As severe outcomes lag behind increased disease activity, we can expect to see ongoing heavy impacts on our healthcare system and health workforce for some time to come. Provincial and territorial data indicate that an average of 4,192 people with COVID-19 were being treated in Canadian hospitals each day during the most recent 7-day period (Jan 22-28), including 855 of whom were being treated in intensive care units. During the same period, there were an average of 149 COVID-19-related deaths reported daily. This situation continues to burden local healthcare resources, particularly in areas where infection rates are highest. These impacts affect everyone; as the healthcare workforce and health system bear a heavy strain, important elective medical procedures are delayed or postponed, adding to pre-existing backlogs.

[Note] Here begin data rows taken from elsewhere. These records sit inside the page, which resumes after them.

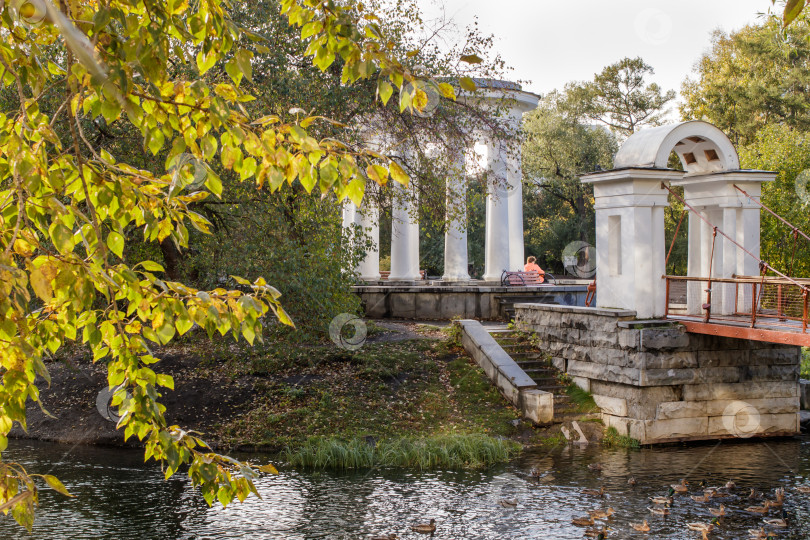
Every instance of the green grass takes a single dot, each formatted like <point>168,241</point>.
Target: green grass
<point>583,400</point>
<point>418,389</point>
<point>614,440</point>
<point>438,451</point>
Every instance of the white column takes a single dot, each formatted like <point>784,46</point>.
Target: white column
<point>659,261</point>
<point>404,237</point>
<point>748,235</point>
<point>515,210</point>
<point>496,257</point>
<point>455,235</point>
<point>694,291</point>
<point>370,221</point>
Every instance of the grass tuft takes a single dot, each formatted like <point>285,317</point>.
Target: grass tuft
<point>438,451</point>
<point>614,440</point>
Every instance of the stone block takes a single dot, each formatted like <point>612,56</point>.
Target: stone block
<point>603,372</point>
<point>583,383</point>
<point>666,360</point>
<point>630,427</point>
<point>776,355</point>
<point>537,406</point>
<point>676,428</point>
<point>743,390</point>
<point>629,339</point>
<point>718,407</point>
<point>611,405</point>
<point>722,358</point>
<point>745,426</point>
<point>670,410</point>
<point>403,305</point>
<point>656,339</point>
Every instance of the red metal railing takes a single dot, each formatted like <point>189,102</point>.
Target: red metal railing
<point>768,302</point>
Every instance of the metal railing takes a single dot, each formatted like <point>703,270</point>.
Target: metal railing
<point>772,302</point>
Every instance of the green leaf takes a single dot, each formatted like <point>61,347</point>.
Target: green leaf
<point>205,62</point>
<point>398,173</point>
<point>243,58</point>
<point>792,10</point>
<point>62,237</point>
<point>471,58</point>
<point>447,91</point>
<point>468,84</point>
<point>385,91</point>
<point>116,243</point>
<point>151,266</point>
<point>56,485</point>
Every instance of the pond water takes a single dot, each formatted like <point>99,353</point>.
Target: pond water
<point>118,496</point>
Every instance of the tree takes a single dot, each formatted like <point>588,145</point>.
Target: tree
<point>783,149</point>
<point>557,150</point>
<point>68,204</point>
<point>756,76</point>
<point>620,97</point>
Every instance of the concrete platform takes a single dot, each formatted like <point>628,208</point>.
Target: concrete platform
<point>470,300</point>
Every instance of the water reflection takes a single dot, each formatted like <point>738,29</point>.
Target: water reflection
<point>120,497</point>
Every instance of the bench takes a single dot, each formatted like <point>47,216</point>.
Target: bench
<point>524,279</point>
<point>385,274</point>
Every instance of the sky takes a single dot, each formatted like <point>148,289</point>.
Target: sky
<point>552,42</point>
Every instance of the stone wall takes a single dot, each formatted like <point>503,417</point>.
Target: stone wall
<point>533,404</point>
<point>657,383</point>
<point>431,302</point>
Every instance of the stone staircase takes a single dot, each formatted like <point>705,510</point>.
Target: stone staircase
<point>538,366</point>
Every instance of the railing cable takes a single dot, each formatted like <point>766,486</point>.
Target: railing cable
<point>730,239</point>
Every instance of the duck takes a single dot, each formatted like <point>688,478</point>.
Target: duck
<point>659,511</point>
<point>759,534</point>
<point>594,493</point>
<point>777,522</point>
<point>764,509</point>
<point>425,528</point>
<point>664,500</point>
<point>597,533</point>
<point>602,514</point>
<point>583,522</point>
<point>702,527</point>
<point>681,488</point>
<point>641,527</point>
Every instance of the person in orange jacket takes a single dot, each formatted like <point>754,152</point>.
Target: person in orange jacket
<point>531,266</point>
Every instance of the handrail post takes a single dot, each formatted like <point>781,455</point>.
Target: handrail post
<point>753,304</point>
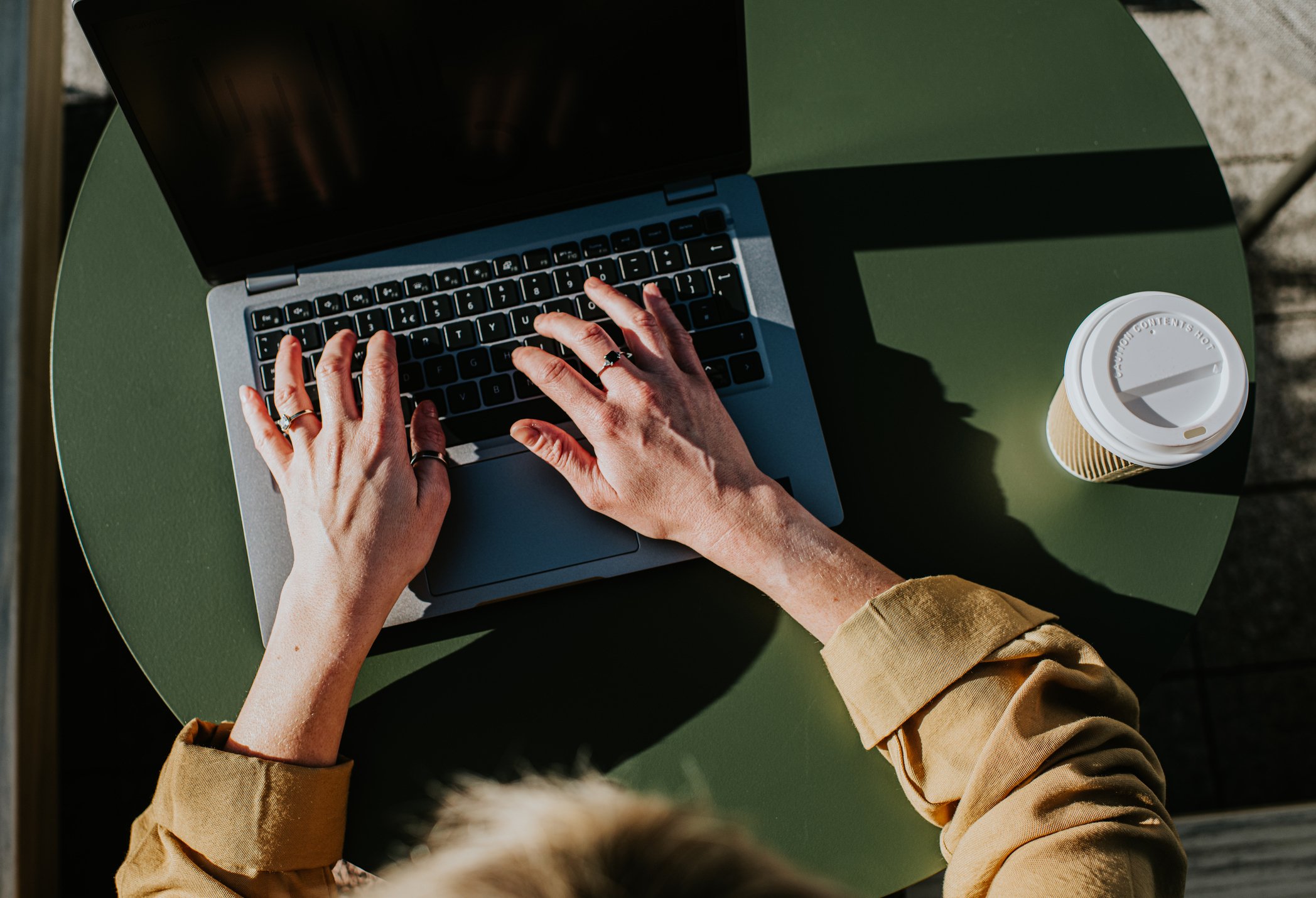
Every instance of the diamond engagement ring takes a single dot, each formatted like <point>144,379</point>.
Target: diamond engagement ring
<point>286,420</point>
<point>612,359</point>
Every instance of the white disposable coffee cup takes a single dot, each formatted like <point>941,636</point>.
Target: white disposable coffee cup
<point>1152,379</point>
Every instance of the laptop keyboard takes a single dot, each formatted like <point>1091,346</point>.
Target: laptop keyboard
<point>456,328</point>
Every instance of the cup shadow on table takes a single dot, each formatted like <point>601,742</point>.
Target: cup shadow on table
<point>610,668</point>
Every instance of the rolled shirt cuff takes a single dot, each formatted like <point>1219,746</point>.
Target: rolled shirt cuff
<point>903,648</point>
<point>248,814</point>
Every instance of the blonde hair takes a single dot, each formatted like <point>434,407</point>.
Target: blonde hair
<point>587,838</point>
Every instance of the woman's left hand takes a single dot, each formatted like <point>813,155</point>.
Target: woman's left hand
<point>362,521</point>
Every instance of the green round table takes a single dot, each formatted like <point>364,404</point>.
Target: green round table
<point>951,187</point>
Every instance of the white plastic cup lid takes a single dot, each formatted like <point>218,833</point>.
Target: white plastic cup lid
<point>1156,378</point>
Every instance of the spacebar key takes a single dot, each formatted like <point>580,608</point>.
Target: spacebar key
<point>497,422</point>
<point>724,342</point>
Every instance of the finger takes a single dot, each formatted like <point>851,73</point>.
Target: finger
<point>432,486</point>
<point>380,407</point>
<point>569,457</point>
<point>265,433</point>
<point>563,384</point>
<point>586,338</point>
<point>679,343</point>
<point>333,374</point>
<point>644,336</point>
<point>290,391</point>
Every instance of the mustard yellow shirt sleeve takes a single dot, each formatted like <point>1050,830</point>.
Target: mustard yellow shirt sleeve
<point>229,825</point>
<point>1012,735</point>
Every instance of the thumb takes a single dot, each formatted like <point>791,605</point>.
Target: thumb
<point>432,487</point>
<point>573,461</point>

From health workers and public safety personnel, to teachers and workers in the food sector, essential workers across a wide range of industries have and continue to be on the frontlines keeping our society running and keeping us safe. The pandemic has shone a light on their dedication, teamwork, and resilience in the face of adversity. However, essential workers—who are themselves mothers and fathers, sons and daughters—are at risk of psychological distress, burnout and other challenges to their mental health and wellbeing, as they serve their communities while balancing the same complex challenges as all Canadians. They may be having reactions and challenges to their mental health, which are normal under these unprecedented circumstances. One of the most powerful ways we can continue to honour and support essential workers, is by following local public health advice to the very best of our ability. By limiting our activities and outings to just the essentials and consistently maintaining individual practices, including physical distancing, hand, cough and surface hygiene, and wearing a mask as appropriate, we have the power to slow the spread of COVID-19 to keep essential workers and our community safer.
Through Wellness Together Canada, Canadians of all ages across the country can access free supports, information and practical tools to feeling better, self-guided programs, peer-to-peer support and confidential sessions with social workers, psychologists and other professionals. Supports are provided online as well as by phone and text for those without internet access. There are also immediate supports:
- Adults: Text WELLNESS to 741741
- Youth: Text WELLNESS to 686868
- Front Line Workers: Text FRONTLINE to 741741
Indigenous Peoples can also contact the toll-free Hope for Wellness Help Line at 1-855-242-3310 or the online chat at hopeforwellness.ca open 24 hours a day, 7 days a week. For longer-term care, contact a First Nations and Inuit Health Regional Office.
If you or someone you know is thinking about suicide, help is available 24/7. Call the Canada Suicide Prevention Service at 1-833-456-4566. In Quebec, call Apelle at 1-866-277-3553.
If you are in immediate danger, call 911 or your local emergency line.
Read my backgrounder to access more COVID-19 Information and Resources on ways to reduce the risks and protect yourself and others, including information on COVID-19 vaccination. Canadians can also go the extra mile by sharing credible information on COVID-19 risks and prevention practices and measures to reduce COVID-19 in communities and by downloading the COVID Alert app to break the cycle of infection and help limit the spread of COVID-19.